May 7

Carrier Carrier Pigeons

Tuesday, May 7, 2019 12:01 AM


Letting the carrier pigeon loose from the seaplane while in air. U.S. Naval Station, Anacostia, Washington, D.C.

Letting the carrier pigeon loose from a a seaplane while in the air. (Naval History and Heritage Command)

Admiral Alfred Melville Pride‘s early interest in aviation was followed by his enlistment in Naval Reserve for World War I in 1917, aviation training, and brief overseas duty in France. In 1922, Pride joined the commissioning crew of the United State’s first aircraft carrier, the USS Langley (CV-1), as one of her aviators.
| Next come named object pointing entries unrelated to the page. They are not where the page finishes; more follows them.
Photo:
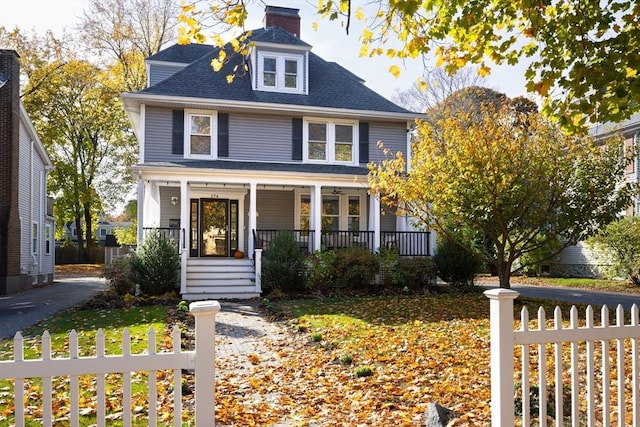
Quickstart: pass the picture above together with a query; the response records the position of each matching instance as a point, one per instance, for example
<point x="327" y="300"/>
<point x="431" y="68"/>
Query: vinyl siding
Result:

Pride recalled many years later one of the little-known facts about the earlier carrier—that when the Langley was built equipped with a carrier pigeon loft. Admiral Pride explains why in an edited excerpt below.

Up to the time the Langley was commissioned, every naval air station had carrier pigeons we used to take with us on flights. Before we took off, we went over to the pigeon loft and got a little box with four pigeons in it. Then, if we had a forced landing, of which we had quite a number, we wrote out a message and stuck it in the capsule that was fastened to the pigeon’s leg and let it go. The pigeon flew back to the air station, and they knew where we were, presumably. This had been going on for a long while in the early days of aviation.

Carrier pigeons in pigeon box being handed up to pilot in plane before leaving, U.S. Naval Air Station, Anacostia, Washington, D.C. February 12, 1919.

Carrier pigeons in pigeon box being handed up to pilot in plane before leaving, U.S. Naval Air Station, Anacostia, Washington, D.C. February 12, 1919. (Naval History and Heritage Command)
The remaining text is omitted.